I see what you are trying to do.

The python interface is not very nice, but I guess what you want to achieve I would do with TomoP3D.ObjectSino

Notice that the paramenter objlist is a list with dictionaries describing each object in the phantom along these lines:

obj1 = {}
obj1['C0'] = c0
obj1['x0'] = x0
...
obj2 = {} ...

objlist = [obj1, obj2,]

I also see that the angles phi2 and phi3 will not be used, probably a bug.

[lokeaichirou]

I see what you are trying to do.

The python interface is not very nice, but I guess what you want to achieve I would do with TomoP3D.ObjectSino

Notice that the paramenter objlist is a list with dictionaries describing each object in the phantom along these lines:

obj1 = {}
obj1['C0'] = c0
obj1['x0'] = x0
...
obj2 = {} ...

objlist = [obj1, obj2,]

I also see that the angles phi2 and phi3 will not be used, probably a bug.

Thanks for suggestion. I will do it. Since ph12 and phi3 will not be used (be zero in practice), it means the 3D projection images will still remain like the rectangular shapes without any tilting even I set phi2 and phi3 that makes phantom has a certain tilting angle? right?

[paskino]

Apparently yes. But it should be an easy fix.

[paskino]

I made a PR #88 which should fix the bug.

[paskino]

@lokeaichirou I just merged #88 which should fix the bug. It's being built now. In a few hours you should be able to find the updated version.

Please install as conda install -c ccpi/label/dev tomophantom to get it.

[dkazanc]

Hi @lokeaichirou , I removed two of Euler angles on purpose. The reason is that the 3D analytical projection data generator is not finished so providing these angles to the function will not give you the right answer. It is a limitation at the moment but I might find some time to complete it.

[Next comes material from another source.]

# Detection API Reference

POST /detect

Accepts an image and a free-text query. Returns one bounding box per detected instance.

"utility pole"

The 3D phantom, however can be generated by providing all 3 Euler angles. The objects can be controlled fully. So to avoid errors with someone using all 3 angles for the phantom and for the data I have removed them. So it is a hack rather than a bug, sorry. If you really need a full 3D control (tilting, rolling, panning), then it is possible to pass all angles while generating a phantom and then use a numerical forward projector (e.g. Astra toolbox) to generate data. thanks

[lokeaichirou]

Hi @lokeaichirou , I removed two of Euler angles on purpose. The reason is that the 3D analytical projection data generator is not finished so providing these angles to the function will not give you the right answer. It is a limitation at the moment but I might find some time to complete it.

The 3D phantom, however can be generated by providing all 3 Euler angles. The objects can be controlled fully. So to avoid errors with someone using all 3 angles for the phantom and for the data I have removed them. So it is a hack rather than a bug, sorry. If you really need a full 3D control (tilting, rolling, panning), then it is possible to pass all angles while generating a phantom and then use a numerical forward projector (e.g. Astra toolbox) to generate data. thanks Hi @dkazanc . Many thanks to your answer, it;s helpful. May I ask is it possible to use the tomophantom to generate random 3D phantoms first and then use astra to make their projections?because my project requires me to generate random 3D phantoms, and tomophantom is a tool can do that.

[dkazanc]

Hi @lokeaichirou, sure you can do it with this piece of code This is to generate a 'foam' type phantoms i.e. with spheres, ellipses and Gaussians. One probably can make a similar random generation with cubes but it is not implemented.

You probably can modify it in a way that you generate objects using all 3 angles and then use Astra to generate projections.